For going on five years now, I've been in a small writing group with a guy who has this problem. His prose is solid, he comes up with great premises, and he can run an action sequence that'll take your breath away. The one obstacle he's been trying to overcome is how not to make his MC him. They are at heart always his fictional alter ego. Not in an egotistical Mary Sue way, where they can do no wrong, but just in the mundane sense that they think, talk, and act like him.

They're also dead boring, but he's not a boring guy. You probably aren't boring either, but the problem then is kind of an existential one: you don't know yourself. You don't know what makes you interesting. You don't know what makes you quirky or compelling. End result: you don't know your character and your fictional alter ego is flat.

I'm not going to say that it's impossible to know yourself well enough to make your fictional alter ego compelling, but I think it must be really hard, having watched my writing group member struggle with this for five years.
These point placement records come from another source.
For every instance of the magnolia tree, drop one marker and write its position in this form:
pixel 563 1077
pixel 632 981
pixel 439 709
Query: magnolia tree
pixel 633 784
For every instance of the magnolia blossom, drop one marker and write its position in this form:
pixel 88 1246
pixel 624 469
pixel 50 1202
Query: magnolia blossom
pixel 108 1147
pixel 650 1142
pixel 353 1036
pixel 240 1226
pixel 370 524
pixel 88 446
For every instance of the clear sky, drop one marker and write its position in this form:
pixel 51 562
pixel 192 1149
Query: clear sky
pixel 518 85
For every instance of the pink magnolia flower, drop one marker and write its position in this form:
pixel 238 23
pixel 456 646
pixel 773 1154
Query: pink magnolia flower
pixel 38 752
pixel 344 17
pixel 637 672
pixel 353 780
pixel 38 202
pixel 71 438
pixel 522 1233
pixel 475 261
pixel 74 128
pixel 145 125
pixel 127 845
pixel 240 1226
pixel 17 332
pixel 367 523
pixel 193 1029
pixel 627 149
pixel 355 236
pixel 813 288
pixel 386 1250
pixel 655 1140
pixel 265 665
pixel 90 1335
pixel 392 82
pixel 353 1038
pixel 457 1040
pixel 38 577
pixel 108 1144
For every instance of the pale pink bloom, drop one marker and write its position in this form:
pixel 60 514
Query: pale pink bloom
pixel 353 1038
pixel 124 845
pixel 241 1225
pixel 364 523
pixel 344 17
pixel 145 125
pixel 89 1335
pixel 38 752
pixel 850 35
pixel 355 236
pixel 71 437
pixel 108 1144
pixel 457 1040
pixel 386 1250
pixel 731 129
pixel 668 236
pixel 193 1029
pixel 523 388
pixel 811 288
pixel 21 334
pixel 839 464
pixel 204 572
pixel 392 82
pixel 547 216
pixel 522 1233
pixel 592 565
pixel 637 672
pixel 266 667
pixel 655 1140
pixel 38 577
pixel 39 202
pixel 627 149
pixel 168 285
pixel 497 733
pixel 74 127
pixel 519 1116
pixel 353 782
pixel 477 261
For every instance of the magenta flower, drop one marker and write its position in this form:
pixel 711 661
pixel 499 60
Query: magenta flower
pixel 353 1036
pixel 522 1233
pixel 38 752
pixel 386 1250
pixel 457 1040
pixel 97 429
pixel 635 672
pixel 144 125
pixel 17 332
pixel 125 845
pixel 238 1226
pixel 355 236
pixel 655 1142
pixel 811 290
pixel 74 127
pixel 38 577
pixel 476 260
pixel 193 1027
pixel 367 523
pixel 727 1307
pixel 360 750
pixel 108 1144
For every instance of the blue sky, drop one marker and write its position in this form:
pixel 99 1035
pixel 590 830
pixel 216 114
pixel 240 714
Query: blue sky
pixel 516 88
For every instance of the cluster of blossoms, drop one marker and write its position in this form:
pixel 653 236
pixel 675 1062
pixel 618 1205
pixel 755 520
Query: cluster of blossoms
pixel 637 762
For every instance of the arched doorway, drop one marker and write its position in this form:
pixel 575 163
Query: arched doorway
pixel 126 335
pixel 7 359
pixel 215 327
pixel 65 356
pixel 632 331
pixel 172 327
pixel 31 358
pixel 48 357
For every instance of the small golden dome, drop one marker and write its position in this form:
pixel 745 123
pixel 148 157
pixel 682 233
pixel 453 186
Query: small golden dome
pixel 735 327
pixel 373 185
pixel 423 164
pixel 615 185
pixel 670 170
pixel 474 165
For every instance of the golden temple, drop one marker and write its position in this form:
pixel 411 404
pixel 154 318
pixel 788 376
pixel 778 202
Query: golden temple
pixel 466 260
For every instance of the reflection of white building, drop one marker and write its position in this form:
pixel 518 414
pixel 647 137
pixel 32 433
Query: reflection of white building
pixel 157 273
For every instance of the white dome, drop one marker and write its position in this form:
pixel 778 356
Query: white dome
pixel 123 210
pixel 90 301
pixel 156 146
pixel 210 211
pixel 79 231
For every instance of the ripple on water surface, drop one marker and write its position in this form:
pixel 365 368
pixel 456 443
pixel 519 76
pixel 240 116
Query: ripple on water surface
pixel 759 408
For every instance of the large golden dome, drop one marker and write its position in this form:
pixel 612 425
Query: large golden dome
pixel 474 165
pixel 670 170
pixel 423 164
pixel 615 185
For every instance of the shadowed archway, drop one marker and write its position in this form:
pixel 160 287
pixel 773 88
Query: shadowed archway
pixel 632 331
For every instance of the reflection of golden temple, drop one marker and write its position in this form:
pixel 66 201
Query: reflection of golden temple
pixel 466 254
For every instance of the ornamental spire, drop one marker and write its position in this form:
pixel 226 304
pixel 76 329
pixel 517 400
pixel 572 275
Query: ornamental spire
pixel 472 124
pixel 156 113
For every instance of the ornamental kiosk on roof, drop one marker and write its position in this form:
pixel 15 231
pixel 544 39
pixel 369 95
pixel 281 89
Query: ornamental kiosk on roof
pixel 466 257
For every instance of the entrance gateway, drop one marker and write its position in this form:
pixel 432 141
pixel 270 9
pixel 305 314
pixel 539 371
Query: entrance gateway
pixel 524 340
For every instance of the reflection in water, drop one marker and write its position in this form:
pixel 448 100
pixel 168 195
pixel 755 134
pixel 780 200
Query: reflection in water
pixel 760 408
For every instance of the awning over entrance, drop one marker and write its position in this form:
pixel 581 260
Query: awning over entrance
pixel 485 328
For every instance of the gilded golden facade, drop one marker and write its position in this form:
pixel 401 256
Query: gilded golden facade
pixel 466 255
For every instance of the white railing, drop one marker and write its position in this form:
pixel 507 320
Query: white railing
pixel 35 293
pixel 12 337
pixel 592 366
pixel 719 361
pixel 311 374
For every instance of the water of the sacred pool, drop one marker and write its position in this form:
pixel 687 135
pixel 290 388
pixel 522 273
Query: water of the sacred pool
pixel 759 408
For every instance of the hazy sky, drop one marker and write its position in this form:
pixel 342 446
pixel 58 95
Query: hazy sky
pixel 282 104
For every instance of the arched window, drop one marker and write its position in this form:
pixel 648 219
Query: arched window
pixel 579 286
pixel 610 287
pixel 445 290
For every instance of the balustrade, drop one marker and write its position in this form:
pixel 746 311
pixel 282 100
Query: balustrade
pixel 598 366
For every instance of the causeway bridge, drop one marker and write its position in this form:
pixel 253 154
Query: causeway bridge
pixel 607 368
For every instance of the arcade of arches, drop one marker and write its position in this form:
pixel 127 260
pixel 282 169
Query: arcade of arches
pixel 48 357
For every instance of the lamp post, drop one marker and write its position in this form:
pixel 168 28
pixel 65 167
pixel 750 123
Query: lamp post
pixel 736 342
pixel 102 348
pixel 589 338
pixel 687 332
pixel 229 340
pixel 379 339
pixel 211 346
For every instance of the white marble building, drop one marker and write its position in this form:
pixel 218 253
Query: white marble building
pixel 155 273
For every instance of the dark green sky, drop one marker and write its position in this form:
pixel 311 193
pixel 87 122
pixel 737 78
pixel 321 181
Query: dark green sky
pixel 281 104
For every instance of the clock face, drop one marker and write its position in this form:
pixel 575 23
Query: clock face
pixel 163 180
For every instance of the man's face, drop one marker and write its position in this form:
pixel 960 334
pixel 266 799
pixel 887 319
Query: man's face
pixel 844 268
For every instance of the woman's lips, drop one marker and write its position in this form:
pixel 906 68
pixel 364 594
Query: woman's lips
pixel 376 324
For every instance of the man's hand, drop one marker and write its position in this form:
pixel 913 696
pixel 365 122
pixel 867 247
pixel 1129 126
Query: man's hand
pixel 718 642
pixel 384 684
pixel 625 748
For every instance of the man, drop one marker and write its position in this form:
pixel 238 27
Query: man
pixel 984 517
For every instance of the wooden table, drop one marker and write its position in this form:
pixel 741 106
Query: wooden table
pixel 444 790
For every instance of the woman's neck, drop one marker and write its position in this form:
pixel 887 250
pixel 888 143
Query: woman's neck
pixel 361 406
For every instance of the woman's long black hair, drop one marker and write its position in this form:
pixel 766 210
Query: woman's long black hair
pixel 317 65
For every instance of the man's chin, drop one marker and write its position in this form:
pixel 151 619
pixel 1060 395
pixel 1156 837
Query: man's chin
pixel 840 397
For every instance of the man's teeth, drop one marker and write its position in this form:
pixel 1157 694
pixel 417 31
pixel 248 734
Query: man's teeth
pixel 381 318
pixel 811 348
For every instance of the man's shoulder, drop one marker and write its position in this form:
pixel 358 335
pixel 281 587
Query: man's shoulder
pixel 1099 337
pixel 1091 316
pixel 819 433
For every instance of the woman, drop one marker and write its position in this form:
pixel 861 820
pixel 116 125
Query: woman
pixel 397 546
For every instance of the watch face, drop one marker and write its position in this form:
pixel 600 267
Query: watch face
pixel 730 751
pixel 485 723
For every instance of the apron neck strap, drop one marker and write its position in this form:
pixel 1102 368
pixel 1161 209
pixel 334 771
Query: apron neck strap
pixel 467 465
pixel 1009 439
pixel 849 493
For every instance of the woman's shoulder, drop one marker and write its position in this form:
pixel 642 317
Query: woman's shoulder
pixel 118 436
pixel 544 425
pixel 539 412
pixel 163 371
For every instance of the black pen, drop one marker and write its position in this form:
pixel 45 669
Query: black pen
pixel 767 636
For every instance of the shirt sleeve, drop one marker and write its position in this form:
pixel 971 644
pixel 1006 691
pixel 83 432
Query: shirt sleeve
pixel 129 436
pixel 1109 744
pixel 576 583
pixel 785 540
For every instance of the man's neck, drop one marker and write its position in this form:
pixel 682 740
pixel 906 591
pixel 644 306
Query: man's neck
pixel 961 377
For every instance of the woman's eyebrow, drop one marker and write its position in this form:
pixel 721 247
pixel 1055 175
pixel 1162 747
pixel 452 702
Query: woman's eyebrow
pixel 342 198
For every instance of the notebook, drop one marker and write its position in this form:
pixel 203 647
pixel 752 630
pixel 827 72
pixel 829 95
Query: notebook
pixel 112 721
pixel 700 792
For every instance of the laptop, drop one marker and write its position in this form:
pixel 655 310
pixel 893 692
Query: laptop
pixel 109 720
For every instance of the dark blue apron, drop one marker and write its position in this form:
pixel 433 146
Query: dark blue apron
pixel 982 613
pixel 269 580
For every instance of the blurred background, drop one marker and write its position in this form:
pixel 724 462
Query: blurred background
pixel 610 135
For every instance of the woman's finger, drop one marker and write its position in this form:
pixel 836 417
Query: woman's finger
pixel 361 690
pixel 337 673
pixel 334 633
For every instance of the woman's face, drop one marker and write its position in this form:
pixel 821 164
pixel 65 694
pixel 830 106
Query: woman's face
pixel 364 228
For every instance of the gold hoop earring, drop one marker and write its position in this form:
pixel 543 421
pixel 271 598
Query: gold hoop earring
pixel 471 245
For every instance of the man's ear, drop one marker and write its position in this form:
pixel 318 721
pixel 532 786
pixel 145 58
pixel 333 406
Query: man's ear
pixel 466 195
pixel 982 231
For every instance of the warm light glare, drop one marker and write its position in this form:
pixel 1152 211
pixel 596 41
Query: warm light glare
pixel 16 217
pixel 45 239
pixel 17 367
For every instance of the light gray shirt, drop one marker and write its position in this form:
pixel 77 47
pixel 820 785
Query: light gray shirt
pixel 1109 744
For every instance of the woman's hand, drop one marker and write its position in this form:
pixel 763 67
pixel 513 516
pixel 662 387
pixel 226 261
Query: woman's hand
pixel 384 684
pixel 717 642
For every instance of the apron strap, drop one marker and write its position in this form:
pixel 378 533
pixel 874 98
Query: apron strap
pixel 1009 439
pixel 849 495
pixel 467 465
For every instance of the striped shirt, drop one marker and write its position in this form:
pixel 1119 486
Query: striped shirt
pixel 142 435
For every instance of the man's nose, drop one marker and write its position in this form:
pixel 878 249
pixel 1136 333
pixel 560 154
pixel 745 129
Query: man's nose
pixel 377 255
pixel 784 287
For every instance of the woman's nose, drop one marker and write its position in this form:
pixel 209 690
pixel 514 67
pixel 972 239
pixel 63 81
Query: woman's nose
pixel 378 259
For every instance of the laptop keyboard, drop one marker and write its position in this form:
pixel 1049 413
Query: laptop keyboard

So, that's your challenge. You need to sever this character from your own identity and let him develop his own personality. Let him make decisions that are not like the ones you would make. Give him different motivations than you have. Purposefully. This won't happen on its own. Go through your book and at each moment say, "What wouldn't I do?" Then, make him do that. Then, figure out a motivation for why he did something that you consider counter-intuitive. Work backwards from your own logic. If X motivates you to make decision A, then -X might motivate your MC to make decision -A. Consider this an exercise and rewrite a few scenes with this model in mind: he must do things that you wouldn't do.

For the record, my writing group buddy has refused to take this advice, so I can't vouch for whether this exercise will work, but it's worth trying, right?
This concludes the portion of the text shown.